Pioneers who could not afford a vehicle headed into the outback on bicycle. For example, in 1932, 23-year-old Bennett Brickell set out from Rockhampton, Queensland, on a five-month preaching trip through the remote northern part of that state. On his heavy-laden bicycle, he carried blankets, clothing, food, and a large number of books. When his bicycle tires wore out, he pressed on, confident that Jehovah would guide him. He pushed his bicycle the final 200 miles (320 km) through areas where men had previously perished from thirst. Over the next 30 years, Brother Brickell traveled hundreds of thousands of miles throughout Australia by bicycle, motorcycle, and car. He opened up the preaching work among the Aborigines and helped to establish new congregations, becoming well-known and respected throughout the outback.


Australia has one of the lowest population densities in the world, and especially is the outback sparsely populated. Thus, Jehovah’s people have shown determination to find individuals in remote parts of the continent.

Pioneers Stuart Keltie and William Torrington demonstrated that sort of determination. In 1933, they crossed the Simpson Desert, a vast sand dune desert, to preach in the town of Alice Springs, in the heart of the continent. When their small car broke down and had to be abandoned, Brother Keltie—who had a wooden leg—continued his preaching trip, but now using a camel! The pioneers’ efforts bore fruit when they met a hotelkeeper at William Creek, a remote railway stop. The hotelkeeper, Charles Bernhardt, later accepted the truth, sold his hotel, and pioneered alone for 15 years in some of the driest and most isolated parts of Australia.

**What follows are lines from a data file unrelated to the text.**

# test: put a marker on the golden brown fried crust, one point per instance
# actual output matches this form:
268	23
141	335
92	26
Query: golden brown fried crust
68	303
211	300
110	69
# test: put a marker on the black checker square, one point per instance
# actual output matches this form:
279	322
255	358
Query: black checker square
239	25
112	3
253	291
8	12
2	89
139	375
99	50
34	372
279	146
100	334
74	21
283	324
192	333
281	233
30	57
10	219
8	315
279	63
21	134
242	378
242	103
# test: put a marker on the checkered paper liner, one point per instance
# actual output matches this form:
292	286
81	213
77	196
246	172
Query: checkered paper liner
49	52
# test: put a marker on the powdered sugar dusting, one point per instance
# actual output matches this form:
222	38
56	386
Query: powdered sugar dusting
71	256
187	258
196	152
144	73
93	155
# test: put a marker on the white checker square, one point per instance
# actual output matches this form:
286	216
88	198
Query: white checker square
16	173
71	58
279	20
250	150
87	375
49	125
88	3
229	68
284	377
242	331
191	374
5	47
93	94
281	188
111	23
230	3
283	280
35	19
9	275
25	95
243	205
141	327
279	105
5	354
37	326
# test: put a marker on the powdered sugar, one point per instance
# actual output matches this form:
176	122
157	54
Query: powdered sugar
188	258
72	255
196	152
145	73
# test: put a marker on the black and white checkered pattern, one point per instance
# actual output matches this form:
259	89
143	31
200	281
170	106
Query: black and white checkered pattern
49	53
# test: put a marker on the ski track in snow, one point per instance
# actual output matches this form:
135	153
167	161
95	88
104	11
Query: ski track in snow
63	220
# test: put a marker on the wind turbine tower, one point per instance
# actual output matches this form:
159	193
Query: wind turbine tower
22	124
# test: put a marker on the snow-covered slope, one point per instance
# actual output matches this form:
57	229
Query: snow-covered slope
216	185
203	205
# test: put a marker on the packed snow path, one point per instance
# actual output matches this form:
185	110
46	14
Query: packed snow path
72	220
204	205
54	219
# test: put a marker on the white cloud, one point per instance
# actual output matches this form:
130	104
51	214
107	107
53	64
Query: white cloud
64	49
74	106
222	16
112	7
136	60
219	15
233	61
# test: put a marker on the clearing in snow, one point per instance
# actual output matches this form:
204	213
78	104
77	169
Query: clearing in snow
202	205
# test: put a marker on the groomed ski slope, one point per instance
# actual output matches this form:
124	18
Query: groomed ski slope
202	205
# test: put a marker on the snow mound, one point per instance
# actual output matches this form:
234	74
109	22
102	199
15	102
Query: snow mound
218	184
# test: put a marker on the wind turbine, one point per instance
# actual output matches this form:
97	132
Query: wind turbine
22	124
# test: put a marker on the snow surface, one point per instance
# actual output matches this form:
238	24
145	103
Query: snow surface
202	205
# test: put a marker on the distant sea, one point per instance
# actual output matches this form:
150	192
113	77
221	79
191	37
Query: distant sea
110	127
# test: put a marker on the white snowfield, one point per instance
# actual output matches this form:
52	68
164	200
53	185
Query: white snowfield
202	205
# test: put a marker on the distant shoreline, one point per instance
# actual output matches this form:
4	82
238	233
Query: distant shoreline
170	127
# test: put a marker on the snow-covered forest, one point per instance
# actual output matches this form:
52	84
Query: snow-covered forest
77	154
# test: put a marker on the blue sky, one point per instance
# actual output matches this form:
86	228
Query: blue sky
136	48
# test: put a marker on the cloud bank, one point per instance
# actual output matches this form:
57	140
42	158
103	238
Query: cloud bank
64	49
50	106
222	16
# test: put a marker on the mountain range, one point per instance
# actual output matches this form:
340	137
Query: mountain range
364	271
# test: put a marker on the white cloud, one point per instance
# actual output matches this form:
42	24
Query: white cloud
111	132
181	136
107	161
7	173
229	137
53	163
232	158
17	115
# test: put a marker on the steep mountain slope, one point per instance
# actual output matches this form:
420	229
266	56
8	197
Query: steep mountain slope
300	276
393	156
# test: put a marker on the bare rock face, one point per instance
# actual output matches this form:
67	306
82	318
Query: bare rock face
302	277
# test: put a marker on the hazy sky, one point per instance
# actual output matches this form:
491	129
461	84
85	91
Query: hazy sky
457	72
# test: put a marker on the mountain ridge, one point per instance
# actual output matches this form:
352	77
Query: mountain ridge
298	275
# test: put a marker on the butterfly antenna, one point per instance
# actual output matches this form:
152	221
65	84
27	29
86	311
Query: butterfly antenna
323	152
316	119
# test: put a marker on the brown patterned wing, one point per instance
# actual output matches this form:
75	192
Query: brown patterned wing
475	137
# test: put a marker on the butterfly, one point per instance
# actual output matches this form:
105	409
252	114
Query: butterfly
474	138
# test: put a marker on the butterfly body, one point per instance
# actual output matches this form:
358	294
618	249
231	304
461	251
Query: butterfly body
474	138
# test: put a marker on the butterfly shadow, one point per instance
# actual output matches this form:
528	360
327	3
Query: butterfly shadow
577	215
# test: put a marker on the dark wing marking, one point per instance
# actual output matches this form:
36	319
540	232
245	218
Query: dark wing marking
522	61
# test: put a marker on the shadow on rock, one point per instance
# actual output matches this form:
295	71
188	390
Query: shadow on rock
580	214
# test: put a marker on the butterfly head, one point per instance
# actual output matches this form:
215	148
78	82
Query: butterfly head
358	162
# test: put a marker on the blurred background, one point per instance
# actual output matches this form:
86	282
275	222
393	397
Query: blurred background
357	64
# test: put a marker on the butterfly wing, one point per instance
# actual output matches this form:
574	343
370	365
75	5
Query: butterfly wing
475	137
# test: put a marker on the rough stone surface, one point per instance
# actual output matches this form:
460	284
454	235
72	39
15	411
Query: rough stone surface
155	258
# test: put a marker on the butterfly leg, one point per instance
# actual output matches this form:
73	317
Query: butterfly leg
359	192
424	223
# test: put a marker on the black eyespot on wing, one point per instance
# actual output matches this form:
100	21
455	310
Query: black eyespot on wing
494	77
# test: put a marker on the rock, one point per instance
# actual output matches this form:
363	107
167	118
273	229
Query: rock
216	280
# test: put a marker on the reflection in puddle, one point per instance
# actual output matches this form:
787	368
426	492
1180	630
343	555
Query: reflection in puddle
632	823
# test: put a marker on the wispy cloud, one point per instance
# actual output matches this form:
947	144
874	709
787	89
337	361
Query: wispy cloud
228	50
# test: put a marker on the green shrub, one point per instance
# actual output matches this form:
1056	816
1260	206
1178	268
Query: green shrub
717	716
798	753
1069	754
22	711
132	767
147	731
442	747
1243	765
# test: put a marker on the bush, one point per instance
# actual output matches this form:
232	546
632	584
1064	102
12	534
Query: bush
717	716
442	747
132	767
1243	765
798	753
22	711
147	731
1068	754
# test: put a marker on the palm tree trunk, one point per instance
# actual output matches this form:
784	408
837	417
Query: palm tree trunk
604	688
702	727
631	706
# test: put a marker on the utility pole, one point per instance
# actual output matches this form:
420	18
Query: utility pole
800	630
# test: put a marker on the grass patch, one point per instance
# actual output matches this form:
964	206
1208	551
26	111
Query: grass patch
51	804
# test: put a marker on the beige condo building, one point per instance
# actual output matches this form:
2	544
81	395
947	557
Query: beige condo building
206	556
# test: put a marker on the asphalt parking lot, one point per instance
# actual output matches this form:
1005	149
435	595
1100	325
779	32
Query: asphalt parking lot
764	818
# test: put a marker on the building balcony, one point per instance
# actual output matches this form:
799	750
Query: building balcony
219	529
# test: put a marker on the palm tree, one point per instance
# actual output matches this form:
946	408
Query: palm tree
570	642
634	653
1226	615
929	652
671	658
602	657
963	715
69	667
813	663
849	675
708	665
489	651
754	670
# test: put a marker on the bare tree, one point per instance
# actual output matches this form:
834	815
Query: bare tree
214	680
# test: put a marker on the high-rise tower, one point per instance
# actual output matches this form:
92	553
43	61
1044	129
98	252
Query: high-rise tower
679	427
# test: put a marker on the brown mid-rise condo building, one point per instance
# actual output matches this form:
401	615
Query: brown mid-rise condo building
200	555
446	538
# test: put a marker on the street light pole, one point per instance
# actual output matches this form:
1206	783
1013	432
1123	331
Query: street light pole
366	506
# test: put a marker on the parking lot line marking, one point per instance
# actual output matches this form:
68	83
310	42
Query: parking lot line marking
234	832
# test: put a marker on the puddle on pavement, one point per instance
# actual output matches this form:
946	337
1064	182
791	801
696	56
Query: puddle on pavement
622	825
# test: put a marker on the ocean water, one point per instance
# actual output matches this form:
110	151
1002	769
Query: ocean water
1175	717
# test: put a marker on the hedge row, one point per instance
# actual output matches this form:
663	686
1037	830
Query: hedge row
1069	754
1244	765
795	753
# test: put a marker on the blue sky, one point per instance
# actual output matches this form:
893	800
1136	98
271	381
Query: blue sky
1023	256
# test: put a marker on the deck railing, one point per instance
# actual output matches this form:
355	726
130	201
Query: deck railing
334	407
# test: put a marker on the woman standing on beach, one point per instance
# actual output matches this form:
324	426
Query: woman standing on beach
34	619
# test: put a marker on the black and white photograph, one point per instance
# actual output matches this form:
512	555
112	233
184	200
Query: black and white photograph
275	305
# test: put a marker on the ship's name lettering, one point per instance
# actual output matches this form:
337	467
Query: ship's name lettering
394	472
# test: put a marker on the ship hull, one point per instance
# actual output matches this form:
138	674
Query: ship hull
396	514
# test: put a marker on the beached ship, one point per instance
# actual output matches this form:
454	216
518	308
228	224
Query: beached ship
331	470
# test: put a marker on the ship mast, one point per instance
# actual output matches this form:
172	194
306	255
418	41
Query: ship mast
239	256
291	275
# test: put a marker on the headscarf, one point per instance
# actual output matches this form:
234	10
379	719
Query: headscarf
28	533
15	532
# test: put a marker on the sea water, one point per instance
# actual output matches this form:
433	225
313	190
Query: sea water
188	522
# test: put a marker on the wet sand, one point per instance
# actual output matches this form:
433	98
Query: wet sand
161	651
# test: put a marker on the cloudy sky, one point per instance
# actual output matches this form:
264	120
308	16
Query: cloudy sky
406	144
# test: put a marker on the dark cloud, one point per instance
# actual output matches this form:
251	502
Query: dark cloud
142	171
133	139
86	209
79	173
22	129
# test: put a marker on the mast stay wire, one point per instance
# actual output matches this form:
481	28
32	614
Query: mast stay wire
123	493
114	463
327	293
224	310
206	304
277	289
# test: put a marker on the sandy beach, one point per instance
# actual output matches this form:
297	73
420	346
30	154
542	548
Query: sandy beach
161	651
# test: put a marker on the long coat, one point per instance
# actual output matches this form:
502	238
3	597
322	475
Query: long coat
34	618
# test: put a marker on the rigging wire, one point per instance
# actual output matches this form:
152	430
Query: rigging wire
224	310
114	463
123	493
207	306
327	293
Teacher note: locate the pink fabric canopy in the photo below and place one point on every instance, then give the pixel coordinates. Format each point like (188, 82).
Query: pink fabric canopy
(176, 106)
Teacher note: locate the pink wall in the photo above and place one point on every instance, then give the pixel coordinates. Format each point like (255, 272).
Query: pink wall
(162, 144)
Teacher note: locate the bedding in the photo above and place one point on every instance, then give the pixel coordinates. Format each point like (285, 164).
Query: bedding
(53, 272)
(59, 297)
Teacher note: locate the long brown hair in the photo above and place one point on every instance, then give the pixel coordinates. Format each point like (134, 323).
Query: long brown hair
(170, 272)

Arthur Willis is getting ready to leave on a preaching trip in the vast Australian outback.—Perth, Western Australia, 1936

The early pioneers certainly needed courage and tenacity to overcome the many challenges they faced. On their preaching expedition in the Australian outback, Arthur Willis and Bill Newlands, mentioned in the introduction, once labored for two weeks to travel 20 miles (32 km) because heavy rains had turned the desert into a sea of mud. At times, sweating and straining in blazing heat to push their truck over huge dunes, they went through rocky valleys and across sandy riverbeds. When their truck broke down, which happened often, they walked or cycled for days to the nearest town and then waited for weeks for replacement parts to arrive. Despite such adversities, a positive spirit was maintained. Arthur Willis, in paraphrasing a statement once made in The Golden Age magazine, later declared: “No road too rough or too long for His witnesses.”

Longtime pioneer Charles Harris explained that the isolation and physical hardships of the outback actually drew him closer to Jehovah. He added: “Life is far better traversed with as little baggage as possible. If Jesus was willing to sleep under the stars when necessary, then we should be happy to do the same if our assignment requires it.” And that is what many pioneers did. Thanks to their tireless efforts, the good news penetrated every corner of the continent, helping countless individuals to take their stand for God’s Kingdom.

^ par. 4 The Bible Students adopted the name Jehovah’s Witnesses in 1931.Isa. 43:10.